The botched reform of the curia, laid bare in the trial over the London deal gone bad, which is making it ever clearer by the day that the pope knew everything and approved everything, and the pileup of failures in international politics, from Russia to Nicaragua to China – which in recent days has even imposed “its” new bishop in Shanghai without so much as consulting Rome, in defiance of the much-vaunted agreement – these too are part of this disorder, inexorably destined to bring about, when the change in the pontificate arrives, the desire to mark a decisive turning point among a very broad swath of the college of cardinals, including the many appointed by Francis.

Just as bristling and criticism are brought forth by the hollow jokes made in dealing with the scourge of sexual abuse: from the case of the Jesuit Marko Ivan Rupnik, whom the pope is still protecting despite the extreme gravity of the facts ascertained, to the resignation from the commission for the prevention of these crimes by another Jesuit, Hans Zollner, a key man of this commission that Francis wanted and created, yet is unhappy with because of how it works.

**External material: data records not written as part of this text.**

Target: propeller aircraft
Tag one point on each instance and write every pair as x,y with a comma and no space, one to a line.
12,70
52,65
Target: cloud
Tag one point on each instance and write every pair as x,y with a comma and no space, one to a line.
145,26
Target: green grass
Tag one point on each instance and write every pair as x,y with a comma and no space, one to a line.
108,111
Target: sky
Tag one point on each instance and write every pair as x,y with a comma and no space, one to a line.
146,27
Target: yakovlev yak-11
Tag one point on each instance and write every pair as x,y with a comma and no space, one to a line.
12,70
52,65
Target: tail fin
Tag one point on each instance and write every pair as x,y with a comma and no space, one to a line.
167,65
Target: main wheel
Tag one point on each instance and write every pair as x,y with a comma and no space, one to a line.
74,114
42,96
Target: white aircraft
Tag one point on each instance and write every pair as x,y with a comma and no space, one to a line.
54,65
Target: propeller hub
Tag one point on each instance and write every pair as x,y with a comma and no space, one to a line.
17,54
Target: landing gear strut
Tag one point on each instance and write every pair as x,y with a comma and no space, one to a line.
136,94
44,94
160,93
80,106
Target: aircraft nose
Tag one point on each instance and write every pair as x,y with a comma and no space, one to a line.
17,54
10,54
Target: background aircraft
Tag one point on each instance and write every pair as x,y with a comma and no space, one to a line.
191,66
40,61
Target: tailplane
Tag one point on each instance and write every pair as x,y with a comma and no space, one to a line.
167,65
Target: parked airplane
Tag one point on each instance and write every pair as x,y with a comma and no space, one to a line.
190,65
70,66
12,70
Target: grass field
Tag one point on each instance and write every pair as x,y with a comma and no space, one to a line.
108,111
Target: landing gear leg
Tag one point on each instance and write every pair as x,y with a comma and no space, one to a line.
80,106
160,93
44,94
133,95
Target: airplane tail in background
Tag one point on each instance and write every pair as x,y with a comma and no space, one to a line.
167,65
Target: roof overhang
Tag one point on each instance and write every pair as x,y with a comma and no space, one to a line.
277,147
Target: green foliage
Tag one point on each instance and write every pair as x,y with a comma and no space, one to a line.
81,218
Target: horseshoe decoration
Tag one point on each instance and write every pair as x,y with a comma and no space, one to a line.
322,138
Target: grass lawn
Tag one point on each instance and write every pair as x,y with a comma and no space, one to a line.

Against the background of this confusion there had been an upswing, on the shortlist of possible successors, of the candidacy of Cardinal Matteo Zuppi, archbishop of Bologna and president of the Italian episcopal conference.

He was seen as the man capable of continuing the journey Francis has begun in a form more amicable and orderly, less monocratic and without the continuous alternation of openings and closings that characterizes the current pontificate. Moreover, in the forward march to the conclave Zuppi can count on the formidable lobby of the Community of Sant’Egidio, of which he is a historic member. With shrewdness, both he and the Community have always avoided taking clear-cut positions on controversial issues like homosexuality, married clergy, women priests, democracy in the Church, the war in Ukraine, with the effect of garnering some consensus even among the more moderate cardinals. The founder and undisputed head of the Community, Andrea Riccardi, a Church historian, also takes care not to formulate solely positive judgments on the pontificate and person of Bergoglio.

Recently, however, Zuppi’s talkativeness – expressed in a deluge of interviews in imitation of the even more talkative Francis – has made ever more plain the ambiguity in which he floats. He abounds in words, but on divisive issues he grows vague. Some have compared him with Zelig, the chameleonic character invented by Woody Allen, applauded by all without ever troubling anyone. Too puny to bind and loose, on earth as in heaven.